Whenever you have a problem, what is the first thing that you do?

If you are like most people, you worry.

However, is worrying even worth it?

The short answer is no.

When used minimally, worrying can help a person solve a problem.

Sadly, most people do not use worrying to solve a problem. They use it to dwell on threats, consequences, and life problems.

Let’s say you send a sensitive email to your boss, and you are waiting for a response. You try to remain patient, but after 10 minutes you start to worry. Should I have sent that email? Why did I use that word? Ugh. What if I get fired for this? What if she judges me?

After one hour of worrying, you have still not gotten a response.

Worrying is not a super-power. If you worry for one hour, your problem will not be magically solved. Worrying only fatigues you.

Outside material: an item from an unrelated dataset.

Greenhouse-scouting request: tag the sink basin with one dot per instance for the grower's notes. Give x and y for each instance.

Below are some useful quotes on worrying:

“Never let the future disturb you. You will meet it, if you have to, with the same weapons of reason which today arm you against the present.” – Marcus Aurelius

“Sorrow looks back, Worry looks around, Faith looks up.” – Ralph Waldo Emerson

“We tend to be preoccupied by our problems when we have a heightened sense of vulnerability and a diminished sense of power. Today, see each problem as an invitation.” – John Ortberg

“Worry is the product of feverish imagination working under the stimulus of desires. It is a living through of sufferings which are mostly our own creation. Worry has never done anyone any good, and it is very much worse than mere dissipation of psychic energy, for it substantially curtails the joy and fullness of life.” – Meher Baba

“Worrying about outcomes over which I have no control is punishing myself before the universe has decided whether I ought to be punished.” – Sherry Thomas

You can have problems without worrying.